When misconstrued, the term “consciousness’ is understood to refer to an entity separate from the entity whose behavior or measured internal activity[1] the term describes (for example, consciousness is thought of as something you can lose or regain or contain while you are alive).
When reconceived, a user of the term “consciousness” summarizes the items with an intensional definition.
An extensional definition of consciousness can mismatch the intensional definition.
For example, a nurse might believe that a person still has not actually regained their consciousness after a medical procedure that brings the person back to life 20 minutes after death even though the person now appears alert, speaks, eats, and is apparently mentally healthy.
Another example would be a robot that demonstrates external behaviors and measured internal activity associated with human-like intelligence but that humans assume is not in fact a person.
Without an intensional definition of consciousness, dialog about whether aversive experience happens can fail. However, if you accept that your own subjective experience is real, and grant that others can have similar experience, then you can still apply heuristics to decide whether other beings have aversive experience. Those heuristics can build on your own experience and common-sense.
Heuristics about Aversion
I believe that humans will mistreat robotic or software or animal entities. Humans could try to excuse the mistreatment with the belief that such entities do not have consciousness or aversive experience. This brings to mind the obvious question: what is aversive experience?
Here are several heuristics:
If behavior damages an entity, then the behavior causes aversive experience for the entity.
if an entity can feign or imitate[2] aversive experience, then it can experience aversive experience.
if reasonable people reasonably interpret some actions done to the entity as aversive to an entity, then those actions are aversive to the entity.
if the entity has something like system 1 processing[3] , then it can experience aversive experience.

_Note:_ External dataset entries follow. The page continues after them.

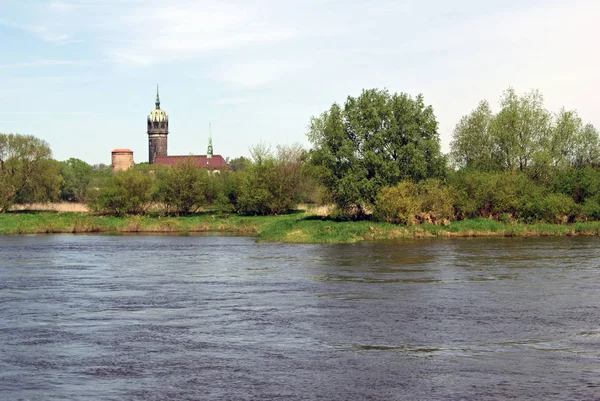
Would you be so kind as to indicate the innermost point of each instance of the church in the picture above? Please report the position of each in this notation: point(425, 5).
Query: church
point(158, 131)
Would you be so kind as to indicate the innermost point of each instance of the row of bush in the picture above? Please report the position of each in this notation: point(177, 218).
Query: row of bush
point(271, 184)
point(573, 195)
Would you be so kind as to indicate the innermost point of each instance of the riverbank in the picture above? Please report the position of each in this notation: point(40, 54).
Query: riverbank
point(299, 227)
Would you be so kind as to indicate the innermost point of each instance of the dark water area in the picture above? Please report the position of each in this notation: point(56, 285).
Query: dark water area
point(225, 318)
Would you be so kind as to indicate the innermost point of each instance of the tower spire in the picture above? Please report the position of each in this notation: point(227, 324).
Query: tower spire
point(209, 150)
point(157, 98)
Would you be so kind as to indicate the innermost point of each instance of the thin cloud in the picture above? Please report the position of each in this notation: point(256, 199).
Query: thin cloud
point(46, 63)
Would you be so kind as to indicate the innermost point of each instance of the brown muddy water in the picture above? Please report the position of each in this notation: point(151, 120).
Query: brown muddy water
point(226, 318)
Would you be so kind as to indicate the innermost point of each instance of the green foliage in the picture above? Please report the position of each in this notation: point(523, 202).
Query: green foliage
point(437, 201)
point(489, 194)
point(399, 204)
point(128, 192)
point(376, 140)
point(558, 208)
point(472, 144)
point(579, 183)
point(524, 136)
point(240, 163)
point(181, 190)
point(77, 176)
point(591, 209)
point(272, 184)
point(27, 172)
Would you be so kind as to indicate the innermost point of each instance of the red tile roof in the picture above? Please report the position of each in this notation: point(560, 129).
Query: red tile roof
point(216, 162)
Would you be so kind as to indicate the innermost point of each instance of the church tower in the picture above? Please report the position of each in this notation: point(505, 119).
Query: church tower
point(158, 129)
point(209, 150)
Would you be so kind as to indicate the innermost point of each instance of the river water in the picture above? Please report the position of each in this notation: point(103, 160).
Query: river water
point(226, 318)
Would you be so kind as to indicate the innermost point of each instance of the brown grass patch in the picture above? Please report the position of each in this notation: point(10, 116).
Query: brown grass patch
point(64, 207)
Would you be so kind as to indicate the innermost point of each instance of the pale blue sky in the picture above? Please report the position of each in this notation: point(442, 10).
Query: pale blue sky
point(81, 74)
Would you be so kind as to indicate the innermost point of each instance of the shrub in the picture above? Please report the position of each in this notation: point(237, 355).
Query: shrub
point(591, 209)
point(558, 208)
point(181, 189)
point(399, 204)
point(436, 200)
point(128, 192)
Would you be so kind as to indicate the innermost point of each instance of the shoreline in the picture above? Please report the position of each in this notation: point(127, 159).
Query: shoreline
point(299, 227)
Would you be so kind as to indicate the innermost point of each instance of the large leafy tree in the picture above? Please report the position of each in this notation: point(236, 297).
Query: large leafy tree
point(377, 139)
point(472, 144)
point(77, 176)
point(521, 129)
point(523, 136)
point(27, 172)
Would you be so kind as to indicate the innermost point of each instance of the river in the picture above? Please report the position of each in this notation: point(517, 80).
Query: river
point(94, 317)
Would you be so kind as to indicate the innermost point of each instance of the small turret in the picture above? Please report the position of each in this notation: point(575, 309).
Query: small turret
point(158, 129)
point(209, 150)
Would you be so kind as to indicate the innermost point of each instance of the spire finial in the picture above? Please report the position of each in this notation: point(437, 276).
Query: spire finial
point(209, 150)
point(157, 98)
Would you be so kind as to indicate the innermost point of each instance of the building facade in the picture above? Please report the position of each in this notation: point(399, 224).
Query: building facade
point(158, 129)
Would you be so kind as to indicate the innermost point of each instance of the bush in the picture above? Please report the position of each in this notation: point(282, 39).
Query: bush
point(399, 204)
point(558, 208)
point(128, 192)
point(591, 209)
point(580, 184)
point(181, 189)
point(436, 201)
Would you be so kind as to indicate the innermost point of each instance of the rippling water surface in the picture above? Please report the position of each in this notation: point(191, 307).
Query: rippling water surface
point(225, 318)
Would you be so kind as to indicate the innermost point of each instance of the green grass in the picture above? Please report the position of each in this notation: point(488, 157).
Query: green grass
point(298, 227)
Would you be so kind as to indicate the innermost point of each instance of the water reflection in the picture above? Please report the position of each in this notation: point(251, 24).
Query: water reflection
point(204, 317)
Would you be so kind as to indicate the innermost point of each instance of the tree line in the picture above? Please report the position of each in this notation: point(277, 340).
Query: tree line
point(377, 156)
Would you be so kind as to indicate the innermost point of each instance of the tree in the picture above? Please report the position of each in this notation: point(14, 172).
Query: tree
point(27, 172)
point(376, 140)
point(472, 144)
point(127, 192)
point(181, 189)
point(273, 183)
point(77, 176)
point(520, 129)
point(239, 163)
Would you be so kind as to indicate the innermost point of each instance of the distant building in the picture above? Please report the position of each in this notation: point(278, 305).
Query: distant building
point(158, 130)
point(122, 159)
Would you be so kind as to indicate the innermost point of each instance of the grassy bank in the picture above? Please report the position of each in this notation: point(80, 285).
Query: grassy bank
point(300, 227)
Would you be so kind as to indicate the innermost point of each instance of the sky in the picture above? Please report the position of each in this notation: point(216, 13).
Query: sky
point(82, 74)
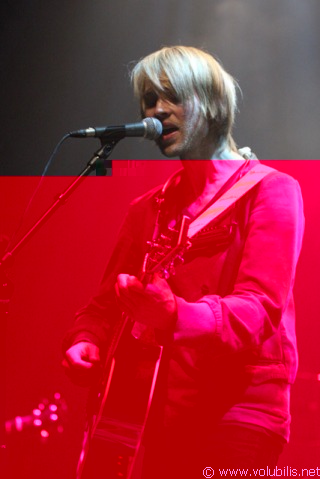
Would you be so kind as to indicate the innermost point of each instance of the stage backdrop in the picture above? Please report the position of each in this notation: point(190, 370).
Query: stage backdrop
point(65, 66)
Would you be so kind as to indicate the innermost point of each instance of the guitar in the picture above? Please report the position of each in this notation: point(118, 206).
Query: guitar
point(44, 420)
point(118, 408)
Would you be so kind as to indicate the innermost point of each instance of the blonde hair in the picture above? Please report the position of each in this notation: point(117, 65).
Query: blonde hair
point(191, 71)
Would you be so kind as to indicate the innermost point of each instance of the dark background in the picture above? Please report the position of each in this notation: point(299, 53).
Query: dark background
point(64, 65)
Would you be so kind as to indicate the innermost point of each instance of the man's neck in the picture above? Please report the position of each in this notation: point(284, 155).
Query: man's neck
point(206, 177)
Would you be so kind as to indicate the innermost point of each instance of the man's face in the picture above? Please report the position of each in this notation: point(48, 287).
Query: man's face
point(185, 130)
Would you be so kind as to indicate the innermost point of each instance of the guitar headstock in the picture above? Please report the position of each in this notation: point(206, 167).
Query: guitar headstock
point(45, 418)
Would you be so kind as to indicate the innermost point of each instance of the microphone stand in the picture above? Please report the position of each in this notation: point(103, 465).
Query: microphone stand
point(103, 167)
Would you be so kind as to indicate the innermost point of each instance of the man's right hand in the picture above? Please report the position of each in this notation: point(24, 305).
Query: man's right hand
point(82, 363)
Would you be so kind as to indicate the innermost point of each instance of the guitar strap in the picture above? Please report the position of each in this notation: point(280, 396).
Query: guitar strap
point(229, 198)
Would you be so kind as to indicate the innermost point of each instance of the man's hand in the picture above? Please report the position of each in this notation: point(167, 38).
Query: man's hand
point(152, 304)
point(82, 363)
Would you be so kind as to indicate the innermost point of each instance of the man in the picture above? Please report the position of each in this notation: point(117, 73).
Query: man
point(226, 318)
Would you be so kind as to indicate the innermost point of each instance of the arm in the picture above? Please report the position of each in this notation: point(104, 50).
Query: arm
point(251, 313)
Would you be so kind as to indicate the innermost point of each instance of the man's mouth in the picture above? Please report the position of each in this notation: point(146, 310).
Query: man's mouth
point(168, 132)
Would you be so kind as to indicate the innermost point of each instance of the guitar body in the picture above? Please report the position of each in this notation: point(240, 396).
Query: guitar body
point(117, 413)
point(118, 408)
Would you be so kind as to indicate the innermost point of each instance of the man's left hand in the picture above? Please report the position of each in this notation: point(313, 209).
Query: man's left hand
point(152, 304)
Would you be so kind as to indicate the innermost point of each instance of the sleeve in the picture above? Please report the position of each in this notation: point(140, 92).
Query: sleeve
point(252, 312)
point(94, 322)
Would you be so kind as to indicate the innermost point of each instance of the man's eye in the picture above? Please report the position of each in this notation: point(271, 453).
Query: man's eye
point(172, 97)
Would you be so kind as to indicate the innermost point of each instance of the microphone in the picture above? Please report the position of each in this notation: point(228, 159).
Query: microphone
point(149, 128)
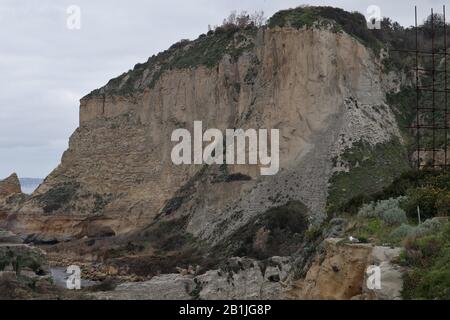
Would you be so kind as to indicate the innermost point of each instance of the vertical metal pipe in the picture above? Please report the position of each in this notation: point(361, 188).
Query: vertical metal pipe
point(417, 91)
point(446, 93)
point(433, 121)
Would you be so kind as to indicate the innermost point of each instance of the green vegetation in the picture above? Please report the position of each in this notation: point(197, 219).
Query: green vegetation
point(353, 23)
point(428, 257)
point(371, 169)
point(389, 217)
point(206, 51)
point(278, 232)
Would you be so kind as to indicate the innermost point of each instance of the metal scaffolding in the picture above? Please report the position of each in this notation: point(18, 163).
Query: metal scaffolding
point(431, 154)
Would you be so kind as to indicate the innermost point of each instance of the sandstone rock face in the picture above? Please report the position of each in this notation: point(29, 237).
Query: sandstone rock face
point(324, 91)
point(10, 186)
point(340, 273)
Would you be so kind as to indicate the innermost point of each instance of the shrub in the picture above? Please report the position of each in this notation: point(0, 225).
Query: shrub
point(423, 197)
point(443, 204)
point(428, 227)
point(403, 231)
point(386, 210)
point(428, 258)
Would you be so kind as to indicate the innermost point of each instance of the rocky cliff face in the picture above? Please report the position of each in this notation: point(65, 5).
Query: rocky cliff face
point(324, 90)
point(10, 186)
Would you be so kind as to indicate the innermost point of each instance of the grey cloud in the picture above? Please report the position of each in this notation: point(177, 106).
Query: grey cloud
point(46, 68)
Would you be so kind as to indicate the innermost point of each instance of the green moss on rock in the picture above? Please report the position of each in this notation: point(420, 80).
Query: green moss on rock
point(371, 169)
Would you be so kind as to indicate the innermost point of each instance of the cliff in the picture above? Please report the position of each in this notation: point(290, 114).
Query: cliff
point(323, 88)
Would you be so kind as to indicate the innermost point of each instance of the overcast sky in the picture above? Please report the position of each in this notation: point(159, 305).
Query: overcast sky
point(46, 68)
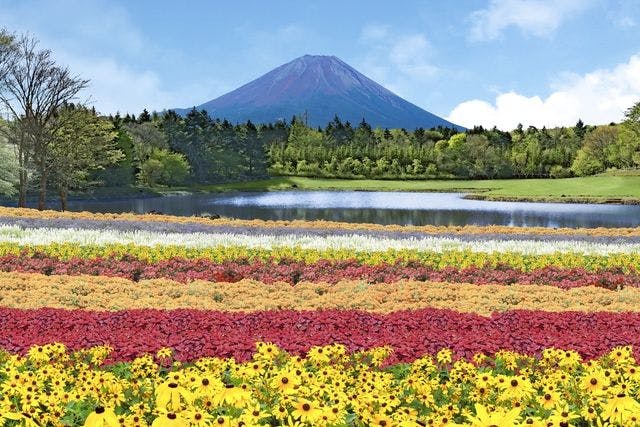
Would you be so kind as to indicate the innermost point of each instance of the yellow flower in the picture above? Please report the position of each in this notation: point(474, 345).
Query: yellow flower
point(620, 408)
point(306, 410)
point(382, 420)
point(497, 418)
point(286, 382)
point(102, 417)
point(170, 395)
point(170, 420)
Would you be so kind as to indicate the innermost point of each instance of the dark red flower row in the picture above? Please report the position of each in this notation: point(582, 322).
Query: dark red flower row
point(186, 270)
point(411, 334)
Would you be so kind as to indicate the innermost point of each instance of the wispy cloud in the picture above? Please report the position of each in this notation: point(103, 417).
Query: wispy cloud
point(598, 97)
point(539, 18)
point(99, 41)
point(400, 61)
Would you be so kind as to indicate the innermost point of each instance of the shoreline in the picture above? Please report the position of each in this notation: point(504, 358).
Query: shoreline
point(608, 189)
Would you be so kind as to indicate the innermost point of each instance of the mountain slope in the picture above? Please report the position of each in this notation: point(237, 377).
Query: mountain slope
point(320, 87)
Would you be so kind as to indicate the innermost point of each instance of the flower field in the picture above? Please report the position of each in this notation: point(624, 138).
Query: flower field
point(125, 320)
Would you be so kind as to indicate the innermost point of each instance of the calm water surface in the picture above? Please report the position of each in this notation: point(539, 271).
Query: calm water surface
point(377, 207)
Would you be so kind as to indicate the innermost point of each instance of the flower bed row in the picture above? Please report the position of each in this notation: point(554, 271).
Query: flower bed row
point(28, 291)
point(626, 262)
point(410, 334)
point(328, 387)
point(326, 271)
point(353, 242)
point(324, 225)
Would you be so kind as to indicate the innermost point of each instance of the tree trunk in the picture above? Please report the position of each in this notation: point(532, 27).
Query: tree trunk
point(63, 199)
point(22, 200)
point(22, 174)
point(42, 196)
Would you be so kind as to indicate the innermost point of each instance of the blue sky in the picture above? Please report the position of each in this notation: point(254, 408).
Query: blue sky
point(487, 62)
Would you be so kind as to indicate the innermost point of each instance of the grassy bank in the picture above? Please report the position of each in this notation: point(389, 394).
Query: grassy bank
point(605, 188)
point(599, 189)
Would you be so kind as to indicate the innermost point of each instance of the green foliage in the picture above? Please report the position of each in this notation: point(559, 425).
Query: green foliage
point(8, 170)
point(81, 143)
point(164, 167)
point(595, 155)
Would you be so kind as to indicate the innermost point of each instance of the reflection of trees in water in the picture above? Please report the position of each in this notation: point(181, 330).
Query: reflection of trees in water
point(196, 205)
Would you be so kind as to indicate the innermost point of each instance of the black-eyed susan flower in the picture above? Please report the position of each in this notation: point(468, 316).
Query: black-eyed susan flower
point(170, 419)
point(102, 417)
point(306, 410)
point(170, 395)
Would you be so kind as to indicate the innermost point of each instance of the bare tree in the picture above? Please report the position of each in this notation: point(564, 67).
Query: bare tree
point(32, 90)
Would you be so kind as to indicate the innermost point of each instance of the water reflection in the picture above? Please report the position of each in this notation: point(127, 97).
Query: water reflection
point(378, 207)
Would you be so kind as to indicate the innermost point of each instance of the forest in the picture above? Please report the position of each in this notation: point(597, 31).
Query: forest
point(51, 143)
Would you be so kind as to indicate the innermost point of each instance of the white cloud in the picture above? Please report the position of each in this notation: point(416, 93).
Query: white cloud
point(537, 17)
point(99, 41)
point(115, 87)
point(400, 62)
point(598, 97)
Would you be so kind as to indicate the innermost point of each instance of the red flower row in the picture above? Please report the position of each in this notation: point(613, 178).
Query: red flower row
point(411, 334)
point(186, 270)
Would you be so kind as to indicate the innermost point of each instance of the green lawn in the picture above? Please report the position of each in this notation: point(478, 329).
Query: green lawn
point(600, 188)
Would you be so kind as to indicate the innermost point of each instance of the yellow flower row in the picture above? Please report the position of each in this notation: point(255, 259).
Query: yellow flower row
point(29, 291)
point(327, 387)
point(438, 260)
point(325, 225)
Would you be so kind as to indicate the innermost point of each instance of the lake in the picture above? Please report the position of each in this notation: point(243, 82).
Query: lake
point(380, 207)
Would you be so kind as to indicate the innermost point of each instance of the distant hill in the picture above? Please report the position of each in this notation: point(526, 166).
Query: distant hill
point(321, 87)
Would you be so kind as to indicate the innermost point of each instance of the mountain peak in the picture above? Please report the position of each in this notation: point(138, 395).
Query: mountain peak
point(319, 86)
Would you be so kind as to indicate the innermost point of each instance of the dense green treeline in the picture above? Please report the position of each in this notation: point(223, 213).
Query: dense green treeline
point(213, 150)
point(341, 151)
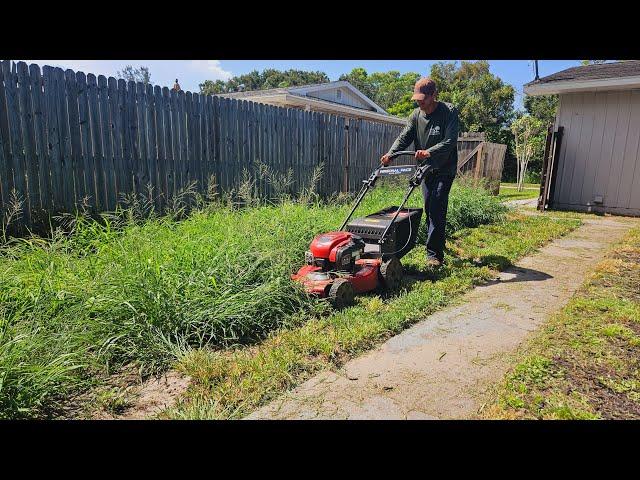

I’m sure there are more common-sense heuristics, but those are what I could think of that might forestall inflicting aversive experience on entities whose subjective experience is a subject of debate.
For a human, measured internal activity is stuff like brainwaves or peristaltic action.
I have noticed that sometimes humans believe or at least assert that other people imitate or feign emotions and internal experience.
Processes that it does not choose to follow but that instead yield their results for further processing. It might be necessary to assume that at least one of these processes runs in parallel to another which the entity can edit or redesign.